“Tango del calcio di rigore”. La recensione della prima del 15 gennaio 2020.
In scena al Teatro Brancaccio fino al 19 gennaio.
Al Teatro Brancaccio va in scena la tanghedia. Tra commedia, tango e tragedia, un suggestivo spettacolo di teatro-canzone che ricorda la finale del campionato mondiale dello scandalo del 25 giugno 1978 all’Estadio Monumental di Buenos Aires, tra Argentina e Olanda. Il mondo del calcio di fatto avallò il regime militare dell’Argentina del generale-dittatore Jorge Videla, le violenze e le torture, i desaparecidos, non ascoltando le voci dolenti delle madri di Plaza de Mayo.
L’autore e regista Giorgio Gallione per la rappresentazione di “Tango del calcio di rigore”, ha scelto tre grandi attori con cui ha lavorato in passato e che ora, per la prima volta, si sono ritrovati insieme in palcoscenico: Neri Marcorè, Ugo Dighero, Rosanna Naddeo, affiancati dai giovani Fabrizio Costella e Alessandro Pizzuto.

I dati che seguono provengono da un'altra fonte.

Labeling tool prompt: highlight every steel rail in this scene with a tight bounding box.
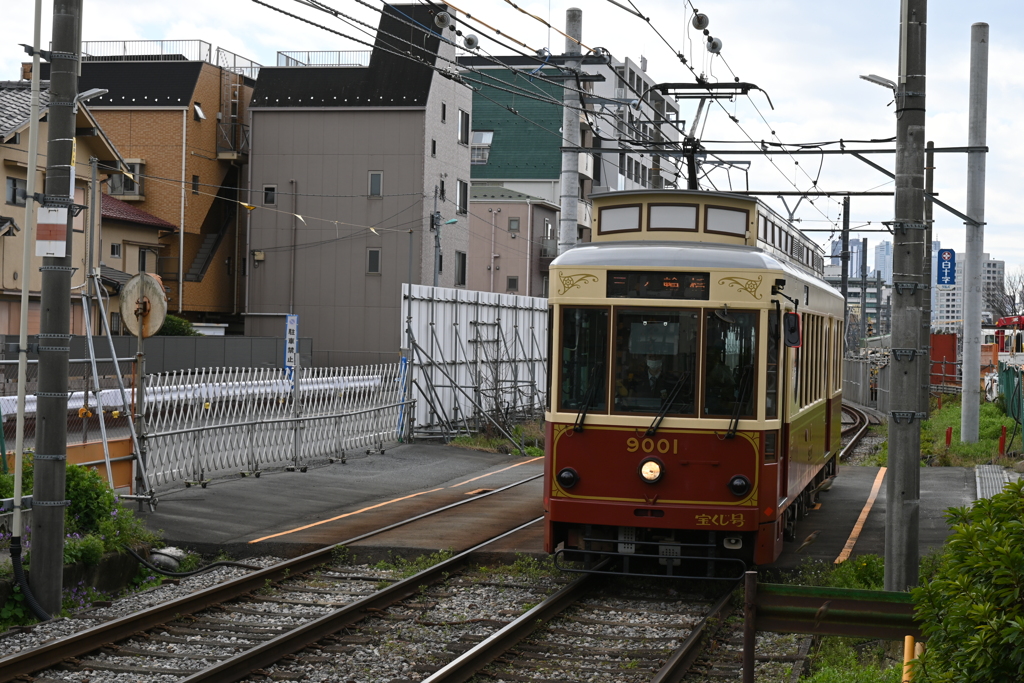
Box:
[650,582,739,683]
[181,517,544,683]
[0,474,543,683]
[839,405,870,462]
[421,560,607,683]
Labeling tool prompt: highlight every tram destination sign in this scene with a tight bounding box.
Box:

Un gruppo affiatato che, con recitazione e canto, ricordano il pallone dei soprusi della finale maledetta con anche il faccendiere massonico Licio Gelli in tribuna.
E poi altre tragedie-tanghedie che hanno riguardato: Alvaro Ortega, l’arbitro colombiano che commise “l’errore” di annullare un goal all’Indipendente Medellin, la squadra dei trafficanti di cocaina; Francisco Valdes, capitano del Cile, costretto a segnare a porta vuota dai militari di Pinochet; la “guerra del football”, combattuta nel 1969, tra Salvador e Honduras.
Quindi il racconto dello scrittore argentino Osvaldo Soriano – che dà il titolo alla rappresentazione – dell’episodio del rigore più lungo della storia del calcio nella partita del 1958 della squadretta dell’Estrella Polar contro il Deportivo Belgrano; una sorta di storia di Davide sconfitto da Golia, che qui è rappresentato dall’anziano portiere dell’Estrella Polar, Gato Diaz.
Calcio e potere in tante storie intervallate da canzoni che ci hanno sempre commosso e che qui ritornano ad assumere il loro carattere di denuncia, come la bellissima “Todo cambia”, scritta dal cileno Julio Numhauser in piena dittatura cilena di Pinochet e conosciutissima nella versione dell’argentina Mercedes Sosa, che iniziò a cantarla durante il suo esilio europeo, lontana dall’Argentina del regime militare.